Он уставился на стену, охваченную огнём. С его лица стекали пот и слёзы.

- Каждого, - ответил он. - Я помню лицо каждого…

Он посмотрел на меня.

- Я смертельно болен, - простонал он. - Мне и так осталось недолго. Прошу, умоляю, сжалься над беспомощным стариком…

Он не понимал.

Они никогда не поймут нас.

Горящий комод рухнул на пол.

Из ящика вывалилось старое удостоверение бывшего генерала-летейнанта, сотрудника НКВД, уволенного за служебное несоответствие, М.М.Гвишиани.
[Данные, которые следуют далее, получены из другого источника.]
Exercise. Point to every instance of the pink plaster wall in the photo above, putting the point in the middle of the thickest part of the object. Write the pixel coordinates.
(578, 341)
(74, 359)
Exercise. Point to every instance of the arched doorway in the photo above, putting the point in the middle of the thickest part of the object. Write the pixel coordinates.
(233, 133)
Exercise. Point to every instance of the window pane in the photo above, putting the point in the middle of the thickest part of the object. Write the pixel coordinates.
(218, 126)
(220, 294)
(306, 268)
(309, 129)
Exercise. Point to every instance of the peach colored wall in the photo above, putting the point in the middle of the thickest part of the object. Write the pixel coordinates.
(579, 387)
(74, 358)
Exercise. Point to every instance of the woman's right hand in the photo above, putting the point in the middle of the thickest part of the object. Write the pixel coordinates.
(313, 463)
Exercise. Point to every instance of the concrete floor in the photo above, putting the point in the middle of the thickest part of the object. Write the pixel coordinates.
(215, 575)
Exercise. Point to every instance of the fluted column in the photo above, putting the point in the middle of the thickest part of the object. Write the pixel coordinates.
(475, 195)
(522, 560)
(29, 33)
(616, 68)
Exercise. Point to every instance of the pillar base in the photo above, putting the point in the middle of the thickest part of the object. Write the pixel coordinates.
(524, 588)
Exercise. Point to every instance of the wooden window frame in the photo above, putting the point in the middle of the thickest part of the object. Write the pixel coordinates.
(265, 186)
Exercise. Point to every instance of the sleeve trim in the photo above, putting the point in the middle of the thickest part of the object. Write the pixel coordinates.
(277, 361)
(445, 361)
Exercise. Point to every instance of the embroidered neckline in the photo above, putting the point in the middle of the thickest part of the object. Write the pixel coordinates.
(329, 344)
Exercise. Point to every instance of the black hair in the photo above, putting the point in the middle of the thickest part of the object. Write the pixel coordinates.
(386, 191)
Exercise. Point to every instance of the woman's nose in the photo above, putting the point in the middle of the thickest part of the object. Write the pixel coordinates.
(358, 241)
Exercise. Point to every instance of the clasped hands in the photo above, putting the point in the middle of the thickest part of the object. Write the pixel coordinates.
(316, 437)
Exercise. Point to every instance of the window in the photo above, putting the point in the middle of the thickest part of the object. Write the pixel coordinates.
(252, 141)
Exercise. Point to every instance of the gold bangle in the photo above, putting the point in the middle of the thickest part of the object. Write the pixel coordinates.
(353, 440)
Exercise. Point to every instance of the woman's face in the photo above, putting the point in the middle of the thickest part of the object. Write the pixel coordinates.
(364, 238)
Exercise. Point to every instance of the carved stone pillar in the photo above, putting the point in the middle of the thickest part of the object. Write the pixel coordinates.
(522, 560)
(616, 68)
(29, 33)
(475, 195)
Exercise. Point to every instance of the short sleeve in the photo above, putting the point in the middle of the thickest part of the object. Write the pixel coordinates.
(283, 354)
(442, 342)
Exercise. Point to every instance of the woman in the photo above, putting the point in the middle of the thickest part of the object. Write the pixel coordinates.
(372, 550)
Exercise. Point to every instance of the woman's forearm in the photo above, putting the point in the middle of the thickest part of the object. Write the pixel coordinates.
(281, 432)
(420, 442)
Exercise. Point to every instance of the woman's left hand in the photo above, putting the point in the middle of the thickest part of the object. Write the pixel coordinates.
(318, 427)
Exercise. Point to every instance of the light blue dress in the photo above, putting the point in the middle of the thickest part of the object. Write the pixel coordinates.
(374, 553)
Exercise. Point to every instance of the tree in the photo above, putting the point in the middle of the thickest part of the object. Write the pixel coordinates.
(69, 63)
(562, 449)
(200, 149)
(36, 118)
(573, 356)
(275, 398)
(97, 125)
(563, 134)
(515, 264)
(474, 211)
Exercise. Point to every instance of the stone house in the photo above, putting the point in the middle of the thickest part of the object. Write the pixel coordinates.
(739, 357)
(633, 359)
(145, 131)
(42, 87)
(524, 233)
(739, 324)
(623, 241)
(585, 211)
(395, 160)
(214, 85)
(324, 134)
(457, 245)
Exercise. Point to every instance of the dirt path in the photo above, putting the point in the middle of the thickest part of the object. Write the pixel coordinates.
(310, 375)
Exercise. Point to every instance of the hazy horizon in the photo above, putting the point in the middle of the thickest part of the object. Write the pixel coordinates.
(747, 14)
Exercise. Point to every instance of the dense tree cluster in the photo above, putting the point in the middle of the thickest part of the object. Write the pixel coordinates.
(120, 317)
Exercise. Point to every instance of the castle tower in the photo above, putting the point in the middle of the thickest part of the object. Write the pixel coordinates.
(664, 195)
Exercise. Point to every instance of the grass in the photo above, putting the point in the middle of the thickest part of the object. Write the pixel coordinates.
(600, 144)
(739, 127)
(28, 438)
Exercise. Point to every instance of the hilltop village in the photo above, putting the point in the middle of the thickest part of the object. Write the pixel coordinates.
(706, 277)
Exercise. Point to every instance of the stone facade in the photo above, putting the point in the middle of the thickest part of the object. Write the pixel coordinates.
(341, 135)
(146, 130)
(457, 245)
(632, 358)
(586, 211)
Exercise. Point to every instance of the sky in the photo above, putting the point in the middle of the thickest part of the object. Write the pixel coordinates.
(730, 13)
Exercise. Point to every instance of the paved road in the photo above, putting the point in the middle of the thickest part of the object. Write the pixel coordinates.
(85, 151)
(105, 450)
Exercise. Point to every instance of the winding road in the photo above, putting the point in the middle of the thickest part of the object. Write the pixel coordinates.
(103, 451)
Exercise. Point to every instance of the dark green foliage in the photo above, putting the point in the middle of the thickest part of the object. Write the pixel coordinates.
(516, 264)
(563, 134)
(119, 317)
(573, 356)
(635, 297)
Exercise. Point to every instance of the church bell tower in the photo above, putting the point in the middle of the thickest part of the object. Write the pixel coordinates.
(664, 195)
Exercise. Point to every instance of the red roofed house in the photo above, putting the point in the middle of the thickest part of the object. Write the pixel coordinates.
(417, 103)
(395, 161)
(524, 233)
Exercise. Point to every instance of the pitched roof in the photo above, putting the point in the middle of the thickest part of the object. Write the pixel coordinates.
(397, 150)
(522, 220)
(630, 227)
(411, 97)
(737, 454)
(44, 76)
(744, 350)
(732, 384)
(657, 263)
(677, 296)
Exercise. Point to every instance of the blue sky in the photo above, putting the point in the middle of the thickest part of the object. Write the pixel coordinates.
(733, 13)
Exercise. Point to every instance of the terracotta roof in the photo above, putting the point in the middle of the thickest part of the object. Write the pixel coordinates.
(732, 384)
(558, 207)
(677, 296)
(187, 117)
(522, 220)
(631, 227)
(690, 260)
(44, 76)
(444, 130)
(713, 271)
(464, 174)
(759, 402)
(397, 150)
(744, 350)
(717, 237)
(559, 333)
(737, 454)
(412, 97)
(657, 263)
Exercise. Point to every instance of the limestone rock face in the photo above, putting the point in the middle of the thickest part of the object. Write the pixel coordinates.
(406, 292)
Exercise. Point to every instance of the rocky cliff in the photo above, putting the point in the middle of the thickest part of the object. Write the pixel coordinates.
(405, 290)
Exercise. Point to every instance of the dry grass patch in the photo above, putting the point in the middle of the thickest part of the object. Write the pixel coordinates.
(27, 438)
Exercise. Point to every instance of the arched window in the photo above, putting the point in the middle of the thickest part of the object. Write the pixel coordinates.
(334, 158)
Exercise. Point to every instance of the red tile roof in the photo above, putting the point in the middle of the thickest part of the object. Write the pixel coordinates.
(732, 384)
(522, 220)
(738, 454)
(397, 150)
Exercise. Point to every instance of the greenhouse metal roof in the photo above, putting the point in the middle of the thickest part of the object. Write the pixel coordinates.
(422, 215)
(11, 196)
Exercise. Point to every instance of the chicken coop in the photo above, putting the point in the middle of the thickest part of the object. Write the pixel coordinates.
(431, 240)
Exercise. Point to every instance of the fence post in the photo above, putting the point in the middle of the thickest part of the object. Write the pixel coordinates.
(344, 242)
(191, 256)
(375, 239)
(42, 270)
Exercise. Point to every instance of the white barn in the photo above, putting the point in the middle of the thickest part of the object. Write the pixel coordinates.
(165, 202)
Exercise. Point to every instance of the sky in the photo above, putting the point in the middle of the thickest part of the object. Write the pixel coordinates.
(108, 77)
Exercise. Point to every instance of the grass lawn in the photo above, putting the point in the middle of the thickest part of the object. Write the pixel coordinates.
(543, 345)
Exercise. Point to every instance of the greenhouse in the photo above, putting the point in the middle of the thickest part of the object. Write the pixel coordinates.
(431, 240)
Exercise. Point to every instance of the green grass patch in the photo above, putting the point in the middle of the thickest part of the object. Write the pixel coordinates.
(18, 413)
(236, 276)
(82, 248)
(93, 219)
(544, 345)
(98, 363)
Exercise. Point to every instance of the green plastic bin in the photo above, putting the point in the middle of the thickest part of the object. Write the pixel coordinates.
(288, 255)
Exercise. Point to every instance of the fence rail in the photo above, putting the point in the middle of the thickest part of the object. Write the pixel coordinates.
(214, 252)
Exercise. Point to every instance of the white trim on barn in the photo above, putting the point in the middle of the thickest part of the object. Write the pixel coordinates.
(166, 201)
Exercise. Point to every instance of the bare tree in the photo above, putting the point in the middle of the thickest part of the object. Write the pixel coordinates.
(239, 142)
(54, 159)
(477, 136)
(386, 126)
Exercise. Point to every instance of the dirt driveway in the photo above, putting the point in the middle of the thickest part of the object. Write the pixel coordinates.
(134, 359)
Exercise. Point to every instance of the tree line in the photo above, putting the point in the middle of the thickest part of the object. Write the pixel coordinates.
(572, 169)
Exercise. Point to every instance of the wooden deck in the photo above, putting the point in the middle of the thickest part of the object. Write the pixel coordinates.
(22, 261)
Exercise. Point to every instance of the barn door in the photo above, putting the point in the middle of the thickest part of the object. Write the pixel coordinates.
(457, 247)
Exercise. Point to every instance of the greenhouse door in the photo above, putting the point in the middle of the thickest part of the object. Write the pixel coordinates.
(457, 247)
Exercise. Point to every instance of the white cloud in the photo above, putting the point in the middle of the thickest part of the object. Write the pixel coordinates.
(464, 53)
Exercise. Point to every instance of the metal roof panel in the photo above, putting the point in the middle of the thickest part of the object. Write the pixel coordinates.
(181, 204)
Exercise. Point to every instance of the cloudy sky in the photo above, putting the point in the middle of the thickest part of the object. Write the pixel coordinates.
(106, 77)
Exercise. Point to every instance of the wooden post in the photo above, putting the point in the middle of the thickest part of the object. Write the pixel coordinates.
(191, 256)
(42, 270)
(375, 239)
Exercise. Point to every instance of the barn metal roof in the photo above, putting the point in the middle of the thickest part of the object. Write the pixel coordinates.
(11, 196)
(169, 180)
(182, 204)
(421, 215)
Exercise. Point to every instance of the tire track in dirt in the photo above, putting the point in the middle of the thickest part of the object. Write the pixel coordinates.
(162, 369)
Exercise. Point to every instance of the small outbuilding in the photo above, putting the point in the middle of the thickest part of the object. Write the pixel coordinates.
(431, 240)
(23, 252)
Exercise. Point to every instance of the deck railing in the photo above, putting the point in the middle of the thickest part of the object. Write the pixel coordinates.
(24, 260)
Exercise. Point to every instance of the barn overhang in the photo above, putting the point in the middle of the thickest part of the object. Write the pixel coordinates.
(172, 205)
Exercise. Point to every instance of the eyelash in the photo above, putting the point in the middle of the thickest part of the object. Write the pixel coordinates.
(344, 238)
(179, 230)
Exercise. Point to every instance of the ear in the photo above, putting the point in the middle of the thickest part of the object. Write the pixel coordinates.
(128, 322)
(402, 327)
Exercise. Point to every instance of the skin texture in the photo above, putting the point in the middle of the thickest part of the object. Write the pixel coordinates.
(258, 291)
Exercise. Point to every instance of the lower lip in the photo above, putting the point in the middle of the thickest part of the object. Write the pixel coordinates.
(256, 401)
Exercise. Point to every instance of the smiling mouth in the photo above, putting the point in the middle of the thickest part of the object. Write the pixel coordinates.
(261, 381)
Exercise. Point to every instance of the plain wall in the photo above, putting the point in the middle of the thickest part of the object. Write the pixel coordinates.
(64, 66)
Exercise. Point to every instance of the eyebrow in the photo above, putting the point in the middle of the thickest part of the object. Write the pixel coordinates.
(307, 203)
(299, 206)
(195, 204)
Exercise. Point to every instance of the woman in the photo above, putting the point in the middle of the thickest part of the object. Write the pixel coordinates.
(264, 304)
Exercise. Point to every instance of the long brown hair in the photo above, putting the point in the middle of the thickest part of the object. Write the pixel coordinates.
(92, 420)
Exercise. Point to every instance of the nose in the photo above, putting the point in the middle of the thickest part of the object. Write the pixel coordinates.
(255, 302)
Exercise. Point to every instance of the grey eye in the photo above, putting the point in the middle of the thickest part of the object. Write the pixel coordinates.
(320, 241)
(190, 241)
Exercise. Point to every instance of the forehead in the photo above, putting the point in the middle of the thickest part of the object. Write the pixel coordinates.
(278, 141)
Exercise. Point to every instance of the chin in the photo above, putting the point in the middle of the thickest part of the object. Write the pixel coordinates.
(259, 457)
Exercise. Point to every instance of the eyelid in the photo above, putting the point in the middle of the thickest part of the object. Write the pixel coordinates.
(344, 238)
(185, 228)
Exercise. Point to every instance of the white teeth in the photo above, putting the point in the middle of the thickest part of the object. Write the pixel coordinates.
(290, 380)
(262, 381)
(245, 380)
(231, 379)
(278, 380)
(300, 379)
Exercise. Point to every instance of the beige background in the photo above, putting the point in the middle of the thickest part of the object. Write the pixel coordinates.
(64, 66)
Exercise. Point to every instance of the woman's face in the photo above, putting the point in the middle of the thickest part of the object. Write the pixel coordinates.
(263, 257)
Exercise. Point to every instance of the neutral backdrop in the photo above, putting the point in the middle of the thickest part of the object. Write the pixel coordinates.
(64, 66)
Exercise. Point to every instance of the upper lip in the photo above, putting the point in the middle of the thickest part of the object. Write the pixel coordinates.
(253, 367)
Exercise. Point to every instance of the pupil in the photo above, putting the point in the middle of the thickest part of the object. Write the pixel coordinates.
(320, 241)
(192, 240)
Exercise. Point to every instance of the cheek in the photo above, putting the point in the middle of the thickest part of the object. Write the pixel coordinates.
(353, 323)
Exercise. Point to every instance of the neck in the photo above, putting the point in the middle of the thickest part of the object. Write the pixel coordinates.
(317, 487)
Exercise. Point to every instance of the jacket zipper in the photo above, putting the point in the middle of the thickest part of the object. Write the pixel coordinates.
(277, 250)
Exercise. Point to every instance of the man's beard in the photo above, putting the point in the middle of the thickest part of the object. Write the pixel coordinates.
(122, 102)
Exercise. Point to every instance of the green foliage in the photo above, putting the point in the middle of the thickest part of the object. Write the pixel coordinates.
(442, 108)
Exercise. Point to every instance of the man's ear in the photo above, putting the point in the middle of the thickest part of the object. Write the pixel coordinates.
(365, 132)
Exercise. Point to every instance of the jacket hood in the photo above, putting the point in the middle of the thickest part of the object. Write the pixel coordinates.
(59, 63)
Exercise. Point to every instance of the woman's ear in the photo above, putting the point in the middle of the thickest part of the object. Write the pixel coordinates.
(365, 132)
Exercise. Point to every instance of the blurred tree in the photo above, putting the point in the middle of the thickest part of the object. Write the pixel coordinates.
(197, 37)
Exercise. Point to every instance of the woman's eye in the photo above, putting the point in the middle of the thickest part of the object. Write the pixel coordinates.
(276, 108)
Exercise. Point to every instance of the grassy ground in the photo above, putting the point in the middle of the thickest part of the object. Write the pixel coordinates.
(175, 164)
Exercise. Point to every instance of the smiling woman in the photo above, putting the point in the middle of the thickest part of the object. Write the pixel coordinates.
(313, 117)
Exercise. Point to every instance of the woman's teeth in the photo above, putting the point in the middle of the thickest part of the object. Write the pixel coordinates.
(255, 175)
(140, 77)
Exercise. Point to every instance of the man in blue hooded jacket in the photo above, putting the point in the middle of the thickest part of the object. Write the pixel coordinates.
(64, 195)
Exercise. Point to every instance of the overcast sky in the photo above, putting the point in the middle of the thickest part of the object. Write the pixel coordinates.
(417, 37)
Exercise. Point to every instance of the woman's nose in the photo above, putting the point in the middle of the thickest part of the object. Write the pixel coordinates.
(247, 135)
Корочка мгновенно загорелась.

- Хорошо, - спокойно произнёс я и сделал шаг к нему.

Стало невыносимо жарко.

Я наклонился к нему и шепотом добавил:

- Хорошо... хорошо, что ты помнишь их лица. Потому что это будет будет последнее, о чём ты будешь думать.

Я развернулся, вышел из комнаты и закрыл дверь.

И впервые в жизни я почувствовал себя настоящим, живым.

Все маски упали. Тот, кто годами прятался под ними, вырвался наружу и обрёл свободу.


Из-под двери, охваченной огнём, валил дым.

Я слышал дикий предсмертный вопль, а сквозь щель и языки пламени увидел его обезумевший взгляд.

Всё было в точности, как тогда, 22 года назад в Хайбахе.

Только на этот раз он был по ту сторону Ада.